The key word here is overlooked.
If you want to be above the majority then following the crowd is always a bad idea. If many people already do something, then it’s practically too late for you. It will be far too difficult to gain competitive advantage over them. The more promising way to success is to become the first – or among the first – to do something, and that means you should see something that other people don’t.
So how could we find things overlooked by others? The answer – I believe – has much to do with the resources we consume. Different kinds of resources have different characteristics:
- Conventional resources can help you avoid competitive disadvantage. They help you avoid overlooking things seen by other people.
- Unconventional resources can help you gain competitive advantage. They help you see things overlooked by other people.
Can you see the difference? Conventional resources are important to prevent yourself from being left behind, but they can’t give you competitive advantage. Unconventional resources are your key to gaining competitive advantage.
While you should have both in your arsenal, unconventional resources receive much less attention so they are where you can make the most difference. Find more unconventional resources and opportunities will come your way.
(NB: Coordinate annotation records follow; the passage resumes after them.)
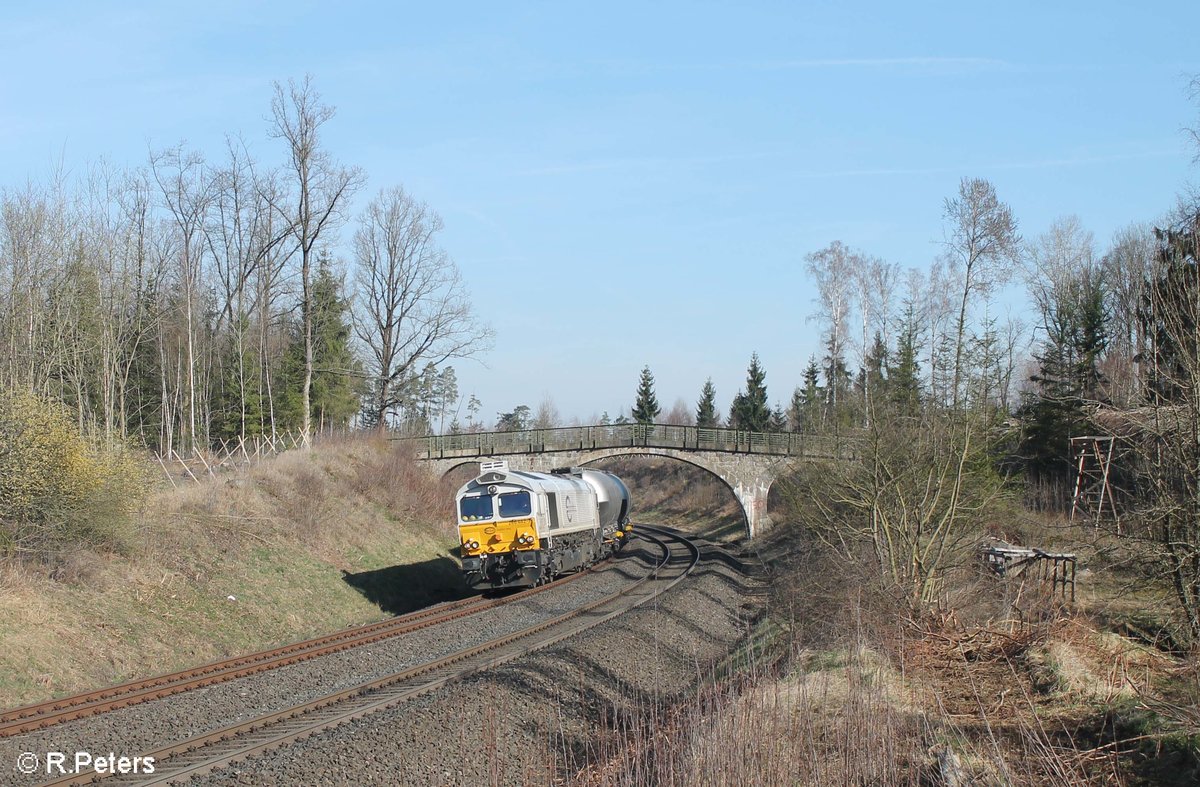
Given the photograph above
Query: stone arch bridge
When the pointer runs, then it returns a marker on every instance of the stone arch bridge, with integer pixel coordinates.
(747, 462)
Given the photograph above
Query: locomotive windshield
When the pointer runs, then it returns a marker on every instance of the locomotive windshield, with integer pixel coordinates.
(477, 508)
(515, 504)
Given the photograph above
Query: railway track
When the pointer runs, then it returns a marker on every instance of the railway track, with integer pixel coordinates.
(203, 754)
(54, 712)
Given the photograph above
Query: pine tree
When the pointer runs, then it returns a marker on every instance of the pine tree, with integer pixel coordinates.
(336, 378)
(1068, 377)
(810, 408)
(750, 410)
(706, 408)
(646, 407)
(904, 377)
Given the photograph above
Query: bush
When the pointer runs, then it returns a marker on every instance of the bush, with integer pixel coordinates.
(57, 490)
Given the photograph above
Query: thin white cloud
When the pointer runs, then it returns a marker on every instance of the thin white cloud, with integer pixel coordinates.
(882, 62)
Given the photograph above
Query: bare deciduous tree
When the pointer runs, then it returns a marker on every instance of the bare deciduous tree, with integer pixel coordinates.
(412, 305)
(322, 190)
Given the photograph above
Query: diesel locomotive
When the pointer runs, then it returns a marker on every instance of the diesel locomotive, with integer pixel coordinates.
(522, 529)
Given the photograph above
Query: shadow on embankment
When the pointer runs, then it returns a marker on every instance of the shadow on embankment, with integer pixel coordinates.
(405, 588)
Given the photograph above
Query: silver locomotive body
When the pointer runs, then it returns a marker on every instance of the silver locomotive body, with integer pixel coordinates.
(521, 529)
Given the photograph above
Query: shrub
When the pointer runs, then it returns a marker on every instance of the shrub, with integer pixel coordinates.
(57, 490)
Here are some tips to find unconventional resources:
- Be curious
Curiosity is your ticket to the unconventional world. If you are not curious, you won’t have the passion to explore the unfamiliar. By being curious you will enjoy the exploration and naturally explore wider and deeper.
- Read challenging stuff
Challenging stuff has fewer readers, so it’s a good place to find overlooked things. An example of such stuff is academic papers in your field. Google Scholar is a useful tool to help you find academic resources.
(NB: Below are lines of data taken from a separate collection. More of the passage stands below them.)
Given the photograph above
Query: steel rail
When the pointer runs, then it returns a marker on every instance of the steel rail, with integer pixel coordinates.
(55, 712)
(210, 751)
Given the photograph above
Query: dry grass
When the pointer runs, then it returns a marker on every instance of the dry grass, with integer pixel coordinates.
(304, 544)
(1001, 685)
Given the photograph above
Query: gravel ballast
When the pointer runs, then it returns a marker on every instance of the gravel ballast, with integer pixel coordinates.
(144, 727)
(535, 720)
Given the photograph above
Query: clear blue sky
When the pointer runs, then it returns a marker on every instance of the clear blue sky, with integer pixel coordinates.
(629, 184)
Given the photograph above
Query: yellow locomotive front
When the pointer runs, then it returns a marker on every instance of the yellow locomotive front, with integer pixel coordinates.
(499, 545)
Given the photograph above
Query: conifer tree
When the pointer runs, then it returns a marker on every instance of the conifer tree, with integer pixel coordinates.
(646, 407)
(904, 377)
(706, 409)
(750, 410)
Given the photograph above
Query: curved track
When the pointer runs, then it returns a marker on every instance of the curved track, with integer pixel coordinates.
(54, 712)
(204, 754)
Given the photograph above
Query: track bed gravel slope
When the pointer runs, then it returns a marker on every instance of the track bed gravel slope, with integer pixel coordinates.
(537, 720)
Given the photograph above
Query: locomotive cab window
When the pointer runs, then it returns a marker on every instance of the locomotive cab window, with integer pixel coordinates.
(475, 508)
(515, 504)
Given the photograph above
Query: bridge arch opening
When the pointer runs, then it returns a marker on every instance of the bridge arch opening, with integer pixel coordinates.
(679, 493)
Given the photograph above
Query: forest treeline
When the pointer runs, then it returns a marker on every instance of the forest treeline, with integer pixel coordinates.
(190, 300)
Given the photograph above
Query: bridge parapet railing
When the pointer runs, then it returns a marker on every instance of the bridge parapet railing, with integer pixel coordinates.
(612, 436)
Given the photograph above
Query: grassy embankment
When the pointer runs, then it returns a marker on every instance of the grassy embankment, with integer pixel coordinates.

- Read things from other fields
Most people read about their own fields, so you can gain an edge by reading things from other fields. Even the seemingly unrelated fields can often give you fresh ideas. One simple way to start doing this is by visiting random articles on Wikipedia.
- Read old resources
Since most people read only the contemporary resources, reading old resources is an advantage. Project Gutenberg has tons of old e-books you can download for free.
- Read things from different languages
Doing this is not easy because you should first master the language, but if you can do it, chance is you will find things few other people do. Alternatively, you can use Google’s Language Tools.
- Meet people outside of your field
People from different fields can give you fresh perspectives you might haven’t considered before, so expand your social network to include them.
- Meet people from different cultures
Similarly, people from different cultures often see things differently and you can learn a lot from them. Ideally, you should know people from as many different cultures as possible.
Besides consuming unconventional resources, here are two more things you can do to boost your chance of finding opportunities:
- Be observant
Whatever you do, be observant of what is going on around you. Watch how people do things and listen to what other people say. Becoming an observer is a key to innovation.
- Find patterns
There are many things happen in the world, but for most people they are just independent events that aren’t related to each other. Only a few people can find the patterns behind those events and recognize the bigger stories. Patterns are perhaps the most overlooked things, so people who find them are also the people who will find excellent opportunities before anyone else. While I’m not an expert, I have some tips about finding patterns in my article on anticipating the future.
These tips are easier said than done, but they will help you find more and better opportunities. In a world where most things quickly become commodities, the art of finding opportunities is the art of winning.